Looks pretty muddled to me!


Every few months, I like to update a series of guides that I find to be effective measures of wrong-way investor behavior.

The last update was back in April, at which time they didn't show much of an edge in the short-term, but the increasing evidence of risk-aversion in spite of rising market prices was something I considered to be a long-term negative.

If traders were beginning to eschew risk when prices were hitting new highs, then it makes sense to think that they would really be doing so after the decline we've seen over the past couple of months.

Let's take a look.

The equity-only put/call ratio did get to something of an extreme in mid-June, approaching a level previously seen at lows over the past couple of years. Other ratios, which take into account index options as well, spiked to historic extremes, so one could have certainly made the argument that pessimism was excessive. Over the past two days (according to the ISE), traders bought to open more puts than calls - that's a good sign, but we need to see more of it.

The SPY Liquidity Premium, which measures the demand for liquidity by comparing volume in the S&P 500 exchange-traded fund to the volume in the underlying components, also spiked to an historic level in mid-June. That type of persistent demand for liquid instruments had been matched only by major market lows in 2001 and 2002, so that was a strong signal that we had reached a potential inflection point. Over the past couple of weeks, however, we have not seen a similar flight – traders have been just as content to trade individual equities. That's generally not a positive sign during a declining market.

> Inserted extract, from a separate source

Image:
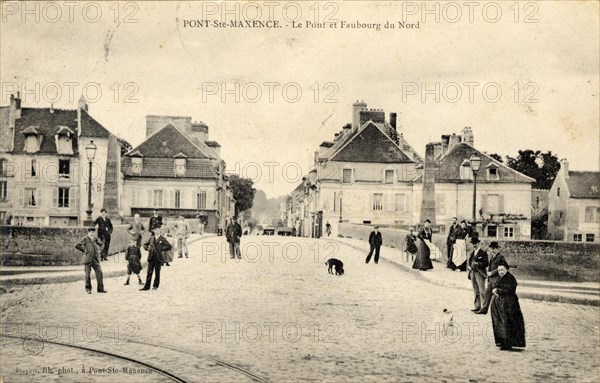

Total assets in the Rydex leveraged bear funds have not moved much over the past few months. I have my misgivings about some of this Rydex data, mostly due to the fact that they have become much less trend-following in nature, and also due to the increasing number of fund alternatives, like the new Profunds leveraged and inverse ETFs. It's quite possible that watching these leveraged fund flows at Rydex will become less useful (or even totally useless) going forward, so I'm not sure how much confidence we can have in these readings.

Odd lot short sales spiked to new record highs in mid-June, in keeping with the theme that we saw a huge amount of skittishness across the board last month. Once again, however, over the past few weeks they stopped pressing their bets against the market. In fact, a few days ago this indicator touched the "complacent" trading band I use for it, so obviously we're a ways away from saying that these guys are currently too pessimistic.

Overall, what we've seen over the past few weeks isn't terribly unusual given the historic extremes a few of these indicators reached – as markets rebound from an emotional low, we have to expect traders to relax their tensions a bit. But we haven't seen a resumption of the high fear levels lately, in spite of indexes like the Nasdaq 100 making new lows for this move. That's troubling, and something that needs to be watched closely.